In der Ferne oberhalb der Baumgrenze ragen kahle Felsen empor. Bergbäche gerinnseln in Richtung des Flusses, der auf seinem holprigen Weg still gen Osten fließt.

Dass das Haus ausgerechnet hier steht, ist kein Zufall. Er, nein, sie haben sich lange nach dem perfekten Ort umgesehen, nach dem perfekten Berg. In seiner Vorstellung muss Hitler auf dem Obersalzberg mit ähnlichen Visionen seinen Adlerhorst geplant haben. Der Blick musste unverstellt sein und der Fels geeignet für Bunker und unterirdische Fluchtwege.

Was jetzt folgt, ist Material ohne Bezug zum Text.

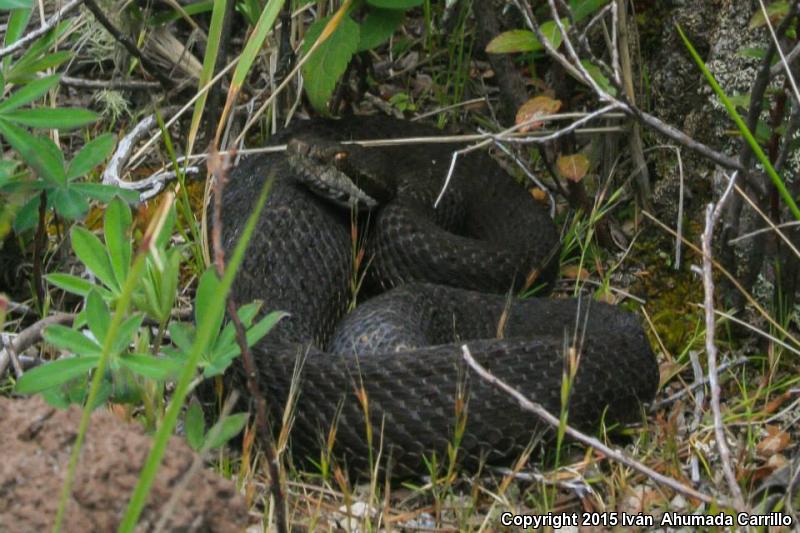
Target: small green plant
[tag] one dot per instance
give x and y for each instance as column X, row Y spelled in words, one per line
column 133, row 364
column 220, row 433
column 330, row 60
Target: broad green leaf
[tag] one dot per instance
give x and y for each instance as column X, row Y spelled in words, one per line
column 126, row 332
column 17, row 22
column 776, row 11
column 72, row 284
column 526, row 41
column 15, row 4
column 91, row 155
column 62, row 118
column 208, row 291
column 395, row 4
column 158, row 368
column 28, row 93
column 98, row 316
column 93, row 254
column 252, row 49
column 116, row 226
column 324, row 68
column 181, row 336
column 584, row 8
column 209, row 62
column 195, row 8
column 105, row 193
column 69, row 203
column 55, row 373
column 35, row 152
column 195, row 426
column 28, row 215
column 225, row 429
column 752, row 52
column 27, row 68
column 71, row 340
column 513, row 41
column 378, row 26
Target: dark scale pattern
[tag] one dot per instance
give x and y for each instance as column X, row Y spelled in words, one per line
column 487, row 236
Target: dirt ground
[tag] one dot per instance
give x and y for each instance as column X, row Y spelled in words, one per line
column 36, row 441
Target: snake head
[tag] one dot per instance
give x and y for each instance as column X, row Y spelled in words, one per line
column 323, row 167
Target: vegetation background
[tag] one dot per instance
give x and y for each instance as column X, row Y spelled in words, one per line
column 663, row 135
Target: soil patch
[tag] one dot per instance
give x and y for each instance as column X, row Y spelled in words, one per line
column 37, row 440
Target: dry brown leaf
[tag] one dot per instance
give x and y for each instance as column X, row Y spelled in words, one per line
column 538, row 194
column 606, row 296
column 538, row 106
column 573, row 167
column 773, row 443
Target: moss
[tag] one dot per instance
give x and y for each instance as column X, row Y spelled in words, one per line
column 670, row 294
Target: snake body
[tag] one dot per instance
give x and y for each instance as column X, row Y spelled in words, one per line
column 390, row 377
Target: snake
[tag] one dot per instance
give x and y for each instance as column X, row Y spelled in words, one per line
column 386, row 281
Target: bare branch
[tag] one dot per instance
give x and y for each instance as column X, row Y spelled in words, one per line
column 51, row 23
column 712, row 215
column 552, row 420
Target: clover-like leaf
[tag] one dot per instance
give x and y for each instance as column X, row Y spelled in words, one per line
column 327, row 64
column 92, row 154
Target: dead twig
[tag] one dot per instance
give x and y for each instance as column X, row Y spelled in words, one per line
column 712, row 215
column 218, row 168
column 27, row 338
column 609, row 452
column 129, row 45
column 31, row 36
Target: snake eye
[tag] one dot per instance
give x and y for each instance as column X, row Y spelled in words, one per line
column 340, row 159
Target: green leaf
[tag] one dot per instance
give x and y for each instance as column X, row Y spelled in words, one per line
column 181, row 336
column 225, row 430
column 598, row 76
column 28, row 215
column 28, row 93
column 91, row 155
column 116, row 225
column 395, row 4
column 71, row 340
column 29, row 66
column 93, row 254
column 378, row 26
column 583, row 8
column 17, row 22
column 98, row 316
column 208, row 292
column 35, row 152
column 324, row 68
column 15, row 4
column 526, row 41
column 513, row 41
column 158, row 368
column 62, row 118
column 776, row 11
column 69, row 203
column 73, row 284
column 105, row 193
column 54, row 373
column 195, row 426
column 126, row 332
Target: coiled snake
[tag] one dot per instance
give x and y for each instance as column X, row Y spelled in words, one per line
column 453, row 268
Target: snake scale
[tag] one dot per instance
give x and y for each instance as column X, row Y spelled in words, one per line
column 438, row 278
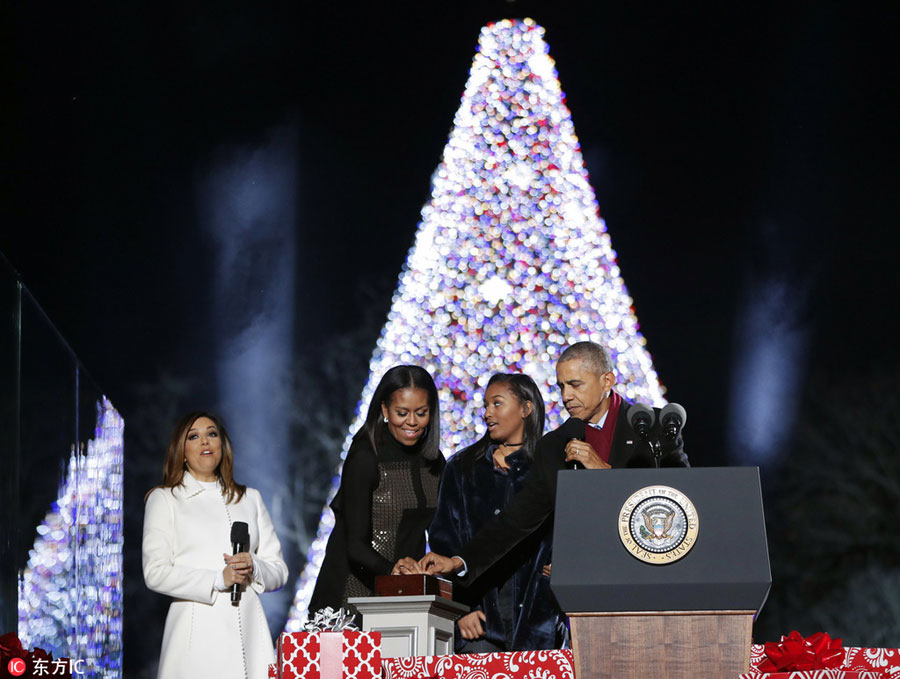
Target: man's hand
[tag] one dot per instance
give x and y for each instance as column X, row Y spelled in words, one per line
column 435, row 564
column 470, row 625
column 406, row 566
column 584, row 454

Den Bunker – fast dreitausend Quadratmeter, verteilt auf vier große Kammern, die durch Tunnel, Treppen und eine Handvoll Nebenkammern verbunden sind – sowie den Grund und Boden besitzt er schon seit Jahren. Der Wohnbereich – raffiniert in das Gelände eingepasst und für die Welt ebenso unsichtbar wie der Bunker selbst – ist erst später dazugekommen.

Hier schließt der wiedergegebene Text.